One concerned pastor, the Rev Dr VG Panton, once intervened among warring gangs in Montego Bay and succeeded in stemming (at that time practically eradicating) deadly feuds and helping many young men to move on to more productive lives. Through belief in the resurrection of the Christ and the power it engenders, slaves were freed, nations won independence, natives were educated, and hosts of despondent people regained hope, got new beginnings and experienced better lives. On Holy Wednesday I was at the hospital visiting a St Elizabeth senior citizen who had suffered a stroke and was very near death. Her son, a preacher living in the US, organised a prayer group, flew to Jamaica and managed to rush his mother to America for treatment, so that by Wednesday, less than three weeks later, his mother had regained speech, restarted use of her limbs and was offering prayers of praise for her new lease on life.
There is a lot of hopelessness in Jamaica and our world. The greatest hope for deliverance is not in politicians, corporations, churches, or even in any human hero or institution. Each reader will find greatest hope through faith in Christ and the message of his resurrection.

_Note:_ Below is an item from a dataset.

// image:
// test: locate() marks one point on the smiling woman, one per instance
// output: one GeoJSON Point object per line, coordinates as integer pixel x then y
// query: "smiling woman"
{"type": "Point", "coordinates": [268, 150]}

Read that story again and see how the symbols, themes, imageries and developments illustrate current events in your own life and in the Jamaican situation. Consider the cross and reflect on poverty, illness and other vicissitudes. Contemplate the crowds and ponder the people involved from Palm Sunday to Easter Sunday and see yourself and your fellowmen today. Most important, look at Christ as he endured His passion, succumbed to death, but ultimately triumphed in resurrection. All is not lost for Jamaica and Jamaicans because the resurrection pericope of Easter teaches that there is new life, even after what seems like the end of it all at death. Moreover, this resurrection can recur in the same life many times until that soul transitions to higher existence in the afterlife to experience the final resurrection. Happy Resurrection Season!